• Welcome to TechPowerUp Forums, Guest! Please check out our forum guidelines for info related to our community.
  • The forums have been upgraded with support for dark mode. By default it will follow the setting on your system/browser. You may override it by scrolling to the end of the page and clicking the gears icon.

Microsoft Releases DirectStorage 1.2 with HDD Speedups

btarunr

Editor & Senior Moderator
Staff member
Joined
Oct 9, 2007
Messages
47,775 (7.41/day)
Location
Dublin, Ireland
System Name RBMK-1000
Processor AMD Ryzen 7 5700G
Motherboard Gigabyte B550 AORUS Elite V2
Cooling DeepCool Gammax L240 V2
Memory 2x 16GB DDR4-3200
Video Card(s) Galax RTX 4070 Ti EX
Storage Samsung 990 1TB
Display(s) BenQ 1440p 60 Hz 27-inch
Case Corsair Carbide 100R
Audio Device(s) ASUS SupremeFX S1220A
Power Supply Cooler Master MWE Gold 650W
Mouse ASUS ROG Strix Impact
Keyboard Gamdias Hermes E2
Software Windows 11 Pro
Microsoft released a major update to DirectStorage, the API that promises to reduce game loading times. The new DirectStorage 1.2 adds the ability to speed up game loading for mechanical hard drives, a feature game developers requested from Microsoft. DirectStorage brings much of the storage sub-system secret sauce of consoles over to PC, and consoles have held on to mechanical HDDs as game storage devices longer than mainstream gaming PCs.
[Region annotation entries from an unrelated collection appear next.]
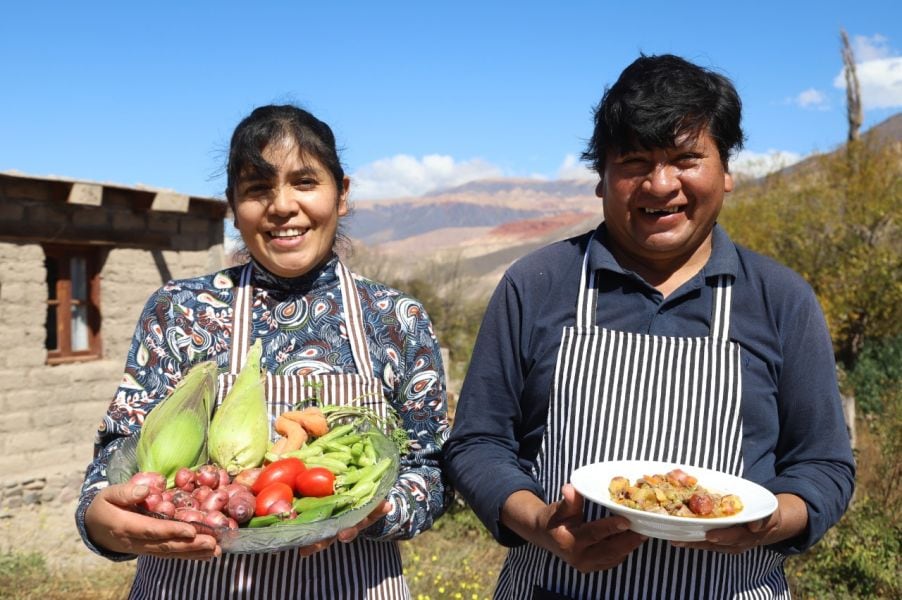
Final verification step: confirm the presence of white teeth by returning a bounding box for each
[269,229,303,237]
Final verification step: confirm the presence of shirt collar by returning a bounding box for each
[251,255,338,295]
[589,222,739,278]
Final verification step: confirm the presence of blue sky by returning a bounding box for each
[0,0,902,201]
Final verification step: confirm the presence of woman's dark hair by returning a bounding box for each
[226,104,345,208]
[582,54,744,175]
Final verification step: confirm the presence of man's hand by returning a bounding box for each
[501,484,646,573]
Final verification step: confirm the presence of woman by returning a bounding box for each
[76,106,450,600]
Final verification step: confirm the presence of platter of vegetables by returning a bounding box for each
[107,344,407,554]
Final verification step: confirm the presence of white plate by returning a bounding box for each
[570,460,777,542]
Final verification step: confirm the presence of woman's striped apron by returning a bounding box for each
[495,241,789,600]
[130,262,410,600]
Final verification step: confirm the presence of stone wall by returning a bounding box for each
[0,242,224,508]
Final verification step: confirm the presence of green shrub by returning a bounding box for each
[786,497,902,600]
[847,336,902,415]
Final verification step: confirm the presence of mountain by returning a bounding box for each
[346,113,902,293]
[346,179,601,292]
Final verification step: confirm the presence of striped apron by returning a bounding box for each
[130,262,410,600]
[495,241,789,600]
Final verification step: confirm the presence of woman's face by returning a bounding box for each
[234,139,350,277]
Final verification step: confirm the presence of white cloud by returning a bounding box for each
[557,154,598,181]
[730,150,804,177]
[351,154,503,200]
[833,56,902,110]
[852,33,893,62]
[788,88,830,110]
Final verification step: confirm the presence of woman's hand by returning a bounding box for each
[501,484,646,573]
[671,494,808,554]
[298,500,391,556]
[85,483,222,560]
HDDs require buffered reads to compensate for the longer seek times, whereas DirectStorage traditionally accesses files in unbuffered mode, which disqualified HDDs for DirectStorage. With this update, HDDs can take advantage of DirectStorage, wherein game data stored on them is directly accessed by GPUs, and compressed game assets are decompressed on the fly through the compute-shader acceleration capabilities of modern GPUs.



Microsoft also added a means for a game to know whether compressed assets are being decompressed by the GPU, or whether a software (CPU) fallback is engaged for reasons such as incompatible compression/file format. This feedback mechanism allows the game to adjust its asset quality (such as texture resolution), to compensate for the reduced decompression performance.
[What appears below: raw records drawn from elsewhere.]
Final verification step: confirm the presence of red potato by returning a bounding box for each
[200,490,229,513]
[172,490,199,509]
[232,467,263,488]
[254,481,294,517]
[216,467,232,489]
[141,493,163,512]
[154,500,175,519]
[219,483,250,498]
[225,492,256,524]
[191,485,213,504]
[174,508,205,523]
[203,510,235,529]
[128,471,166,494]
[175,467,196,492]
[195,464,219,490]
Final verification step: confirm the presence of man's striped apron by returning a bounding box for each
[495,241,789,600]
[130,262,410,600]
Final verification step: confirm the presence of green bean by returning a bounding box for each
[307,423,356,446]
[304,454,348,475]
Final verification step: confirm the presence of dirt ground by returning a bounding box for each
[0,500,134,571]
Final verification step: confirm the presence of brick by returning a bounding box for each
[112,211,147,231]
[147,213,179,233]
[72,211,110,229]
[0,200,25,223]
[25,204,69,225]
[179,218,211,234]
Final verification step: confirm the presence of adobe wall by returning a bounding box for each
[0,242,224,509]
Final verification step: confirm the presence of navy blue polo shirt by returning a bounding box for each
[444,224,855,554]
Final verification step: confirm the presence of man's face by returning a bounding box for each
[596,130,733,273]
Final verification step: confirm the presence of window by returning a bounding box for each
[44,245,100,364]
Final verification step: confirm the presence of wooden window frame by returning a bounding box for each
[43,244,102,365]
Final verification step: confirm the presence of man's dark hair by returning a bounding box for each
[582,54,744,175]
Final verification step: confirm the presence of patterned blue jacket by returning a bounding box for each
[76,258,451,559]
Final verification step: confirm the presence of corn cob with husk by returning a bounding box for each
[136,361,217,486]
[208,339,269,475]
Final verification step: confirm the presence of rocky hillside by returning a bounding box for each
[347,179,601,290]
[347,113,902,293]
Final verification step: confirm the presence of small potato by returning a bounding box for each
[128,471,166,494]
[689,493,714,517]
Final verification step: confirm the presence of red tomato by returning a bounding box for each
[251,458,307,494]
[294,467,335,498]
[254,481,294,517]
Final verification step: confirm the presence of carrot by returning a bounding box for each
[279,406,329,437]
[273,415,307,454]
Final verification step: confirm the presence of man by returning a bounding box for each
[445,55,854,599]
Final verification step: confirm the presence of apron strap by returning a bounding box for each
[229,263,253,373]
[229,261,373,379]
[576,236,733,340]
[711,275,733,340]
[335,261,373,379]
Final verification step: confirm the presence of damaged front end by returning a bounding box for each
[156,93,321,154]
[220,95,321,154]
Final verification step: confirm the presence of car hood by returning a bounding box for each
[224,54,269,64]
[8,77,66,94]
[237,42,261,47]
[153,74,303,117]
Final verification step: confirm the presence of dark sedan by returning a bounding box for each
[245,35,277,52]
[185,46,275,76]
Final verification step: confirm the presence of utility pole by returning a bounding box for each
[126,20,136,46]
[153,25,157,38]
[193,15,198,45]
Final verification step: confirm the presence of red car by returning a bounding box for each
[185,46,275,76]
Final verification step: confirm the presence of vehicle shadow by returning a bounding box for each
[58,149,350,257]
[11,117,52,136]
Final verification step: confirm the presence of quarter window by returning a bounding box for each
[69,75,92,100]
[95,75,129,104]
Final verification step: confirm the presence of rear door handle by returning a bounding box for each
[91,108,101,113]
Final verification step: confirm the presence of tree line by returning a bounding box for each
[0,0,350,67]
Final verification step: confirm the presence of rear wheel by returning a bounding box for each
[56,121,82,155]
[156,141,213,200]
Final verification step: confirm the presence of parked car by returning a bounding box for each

Microsoft has progressively relaxed the hardware requirements for DirectStorage with each major release. It was originally restricted to NVMe SSDs as the storage device, but was extended to AHCI devices such as SATA SSDs, and now with this release, support is extended to mechanical HDDs.
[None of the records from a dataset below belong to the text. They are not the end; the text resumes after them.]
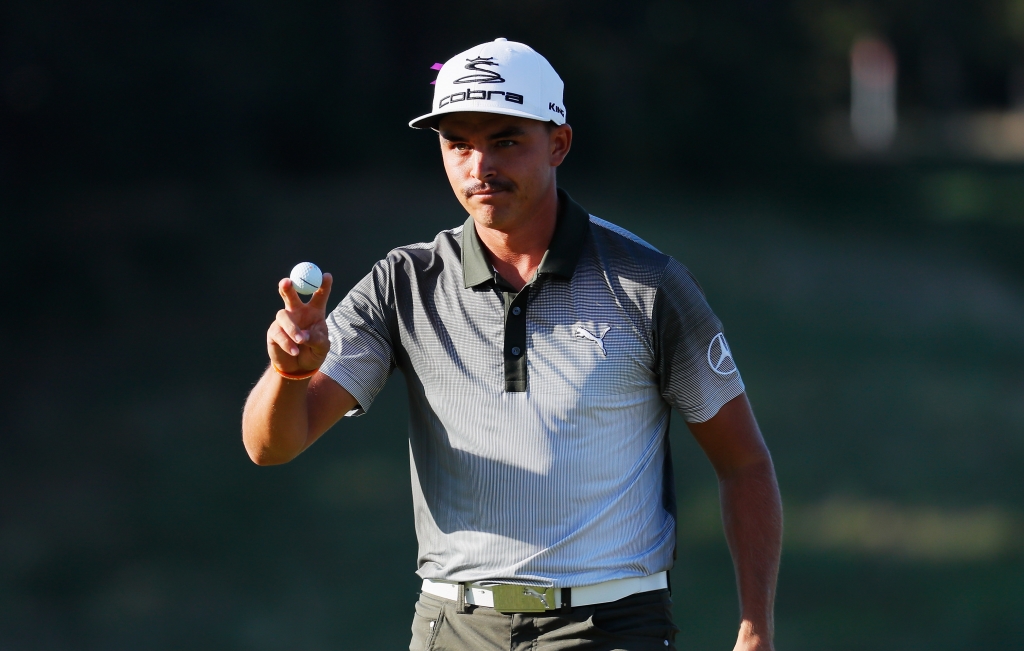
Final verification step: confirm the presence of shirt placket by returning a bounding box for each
[495,272,532,393]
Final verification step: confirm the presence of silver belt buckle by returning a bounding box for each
[488,584,558,613]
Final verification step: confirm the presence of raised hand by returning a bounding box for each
[266,273,333,374]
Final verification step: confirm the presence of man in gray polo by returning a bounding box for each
[243,39,781,651]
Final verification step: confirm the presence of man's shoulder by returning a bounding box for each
[382,225,463,268]
[590,215,672,276]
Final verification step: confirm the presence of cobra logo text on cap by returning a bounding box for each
[409,39,565,129]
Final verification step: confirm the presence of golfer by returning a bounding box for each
[243,39,781,651]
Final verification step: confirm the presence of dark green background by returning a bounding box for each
[0,0,1024,650]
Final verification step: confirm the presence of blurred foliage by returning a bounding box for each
[0,0,1024,651]
[6,0,1024,191]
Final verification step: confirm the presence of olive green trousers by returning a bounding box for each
[409,590,678,651]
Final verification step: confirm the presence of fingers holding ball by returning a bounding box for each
[288,262,324,296]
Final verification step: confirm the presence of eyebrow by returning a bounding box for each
[440,127,526,142]
[489,127,526,140]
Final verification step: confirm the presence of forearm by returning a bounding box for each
[719,458,782,650]
[242,367,309,466]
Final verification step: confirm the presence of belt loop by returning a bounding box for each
[455,583,466,615]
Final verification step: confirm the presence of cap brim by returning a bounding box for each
[409,106,557,131]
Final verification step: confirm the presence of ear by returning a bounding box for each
[548,124,572,167]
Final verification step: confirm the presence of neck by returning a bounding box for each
[474,185,558,290]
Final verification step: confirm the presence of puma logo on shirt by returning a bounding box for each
[575,326,611,357]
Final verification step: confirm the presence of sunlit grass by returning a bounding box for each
[679,495,1024,562]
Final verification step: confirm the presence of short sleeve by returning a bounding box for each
[652,260,743,423]
[321,260,395,416]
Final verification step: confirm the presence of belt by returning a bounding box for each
[423,572,669,612]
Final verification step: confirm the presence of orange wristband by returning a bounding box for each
[270,361,319,380]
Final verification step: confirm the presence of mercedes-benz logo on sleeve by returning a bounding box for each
[452,56,505,83]
[708,333,736,376]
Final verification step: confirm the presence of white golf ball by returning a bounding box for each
[288,262,324,296]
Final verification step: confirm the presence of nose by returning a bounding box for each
[469,149,497,181]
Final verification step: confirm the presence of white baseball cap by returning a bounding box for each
[409,39,565,129]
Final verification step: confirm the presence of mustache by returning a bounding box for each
[462,179,515,199]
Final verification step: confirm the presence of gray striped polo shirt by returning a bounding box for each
[321,190,743,588]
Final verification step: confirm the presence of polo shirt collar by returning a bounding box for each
[462,188,590,289]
Many Thanks to TumbleGeorge for the tip!

View at TechPowerUp Main Site | Source
 
Do developers need to update their games?
 
And we're going back to pre-caching like the engines of old, instead of textures streaming
 
This new feature is especially for better presence of HDD games loading. I think that there is some modernization of as you mention the previous way of masking the flow of data through the buffer.
 
HDDs can take advantage of DirectStorage, wherein game data stored on them is directly accessed by GPUs
This is contradicted literally a line below with your own graph. Direct storage does not bypass the ram when uploading data into the gpu mem (yet).

And we're going back to pre-caching like the engines of old, instead of textures streaming
I think you misunderstood the news, it's about how direct storage manages the queues of reads that it gets, not about streamed data flow.
 
Edited for clarity.

DirectStorage v1.0 and v1.1 work with HDD's, the problem was that commands weren't buffered so the order of operations couldn't be optimized to minimize Seek Time.

* Read Sector 7
* Read Sector 7049
* Read Sector 9
* Read Sector 14
* Read Sector 3

Before v1.2, DirectStorage would process them in the order it received them in. With v1.2's Buffered mode it can re-organize the commands.

* Read Sector 3
* Read Sector 7
* Read Sector 9
* Read Sector 14
* Read Sector 7049

Windows has been able to buffer HDD activity for a very long time now (I think Windows 95 introduced it?) while SATA III introduced the ability of HDD's performing their own re-ordering of commands (NCQ) to minimize HDD seeking (this requires a buffer to simultaneously hold multiple commands in so it can juggle around their priority). With SSD's the Seek time is the same regardless of where data is physically located, which is why they don't need buffering.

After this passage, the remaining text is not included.